The average ISS of this review’s included studies reflects its included population of all elderly trauma patients. Some reports have only included patients with an ISS > 15 [5]. A broader inclusion is important to allow assessment of the effects of elderly-specific triage criteria across the whole elderly trauma population. The widely reported high under-triage rates of elderly trauma patients highlights the difficulties in identifying these patients [5, 11, 13, 14, 24, 44]. A clinically implemented elderly-specific triage tool will therefore need to apply to the whole elderly trauma population in order to reduce this substantial under-triage rate.

The low mortality of included studies likely reflects the injury severity. The review reveals the scarcity of real-world outcome data concerning elderly-specific triage criteria. Caterino et al. showed a reduction in mortality after criteria adoption, however despite adjusted analysis, residual confounding is likely to remain with this study design [24]. There was minimal change in transportation rates and so improvements in outcome may reflect other changes in care rather than direct effects of triage criteria adoption [24]. Werman et al. was the only study to concurrently assess predictors of mortality and these were concordant with published literature [33, 34]. There is a need to assess the effect of elderly-specific criteria on mortality and other sensitive measures of recovery within other geographical populations, in order to improve outcomes for this vulnerable, high-risk group [5].
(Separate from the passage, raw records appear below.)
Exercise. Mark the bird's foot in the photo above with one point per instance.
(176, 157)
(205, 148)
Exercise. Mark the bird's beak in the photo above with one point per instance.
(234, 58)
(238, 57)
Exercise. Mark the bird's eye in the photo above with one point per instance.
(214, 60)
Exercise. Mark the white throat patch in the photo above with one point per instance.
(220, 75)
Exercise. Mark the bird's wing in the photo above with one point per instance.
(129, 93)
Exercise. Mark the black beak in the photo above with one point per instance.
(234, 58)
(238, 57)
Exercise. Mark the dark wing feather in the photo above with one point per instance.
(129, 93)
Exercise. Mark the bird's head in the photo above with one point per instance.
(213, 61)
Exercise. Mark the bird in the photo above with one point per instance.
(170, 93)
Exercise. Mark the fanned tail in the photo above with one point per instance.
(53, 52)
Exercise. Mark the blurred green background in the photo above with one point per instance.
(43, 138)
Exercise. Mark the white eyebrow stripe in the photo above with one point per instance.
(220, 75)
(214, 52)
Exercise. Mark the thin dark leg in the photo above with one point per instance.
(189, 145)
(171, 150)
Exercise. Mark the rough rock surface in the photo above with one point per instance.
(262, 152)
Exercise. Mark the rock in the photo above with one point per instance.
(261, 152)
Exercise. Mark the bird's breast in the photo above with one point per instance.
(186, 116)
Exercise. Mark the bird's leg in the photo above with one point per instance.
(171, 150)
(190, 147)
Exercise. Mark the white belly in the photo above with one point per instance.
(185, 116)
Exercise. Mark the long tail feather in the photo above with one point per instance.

The principal limitation of this systematic review is the risk of bias and low quality of the included studies. All studies were USA-based therefore it is unclear how translatable this data is to other systems and transportation geographies. Finally, this systematic review was limited to published data and we were unable to capture local EMS elderly-specific triage criteria not reported in the current literature [52]. Publication and peer-review of all elderly-specific triage criteria are needed to support an evidence-based approach to improve care.

Conclusions

To date, this is the only systematic review of pre-hospital elderly trauma triage criteria and includes over 1.3 million patient records from eleven studies. There are multiple published elderly-specific criteria for pre-hospital trauma triage, all of which were developed from USA-based populations. The age cut-off to define the elderly trauma patient was inconsistent, as were the criteria components, which were generally adaptations of adult triage criteria. There appears to be a developing consensus regarding the inclusion of higher thresholds for physiological parameters, namely SBP and GCS. There is a paucity of real-world data evaluating the impact of elderly-specific triage criteria on clinical outcomes. Measurement and subsequent publication of clinically employed elderly-specific criteria is required to inform practice and support improvements in clinical care and outcomes for this growing and vulnerable population.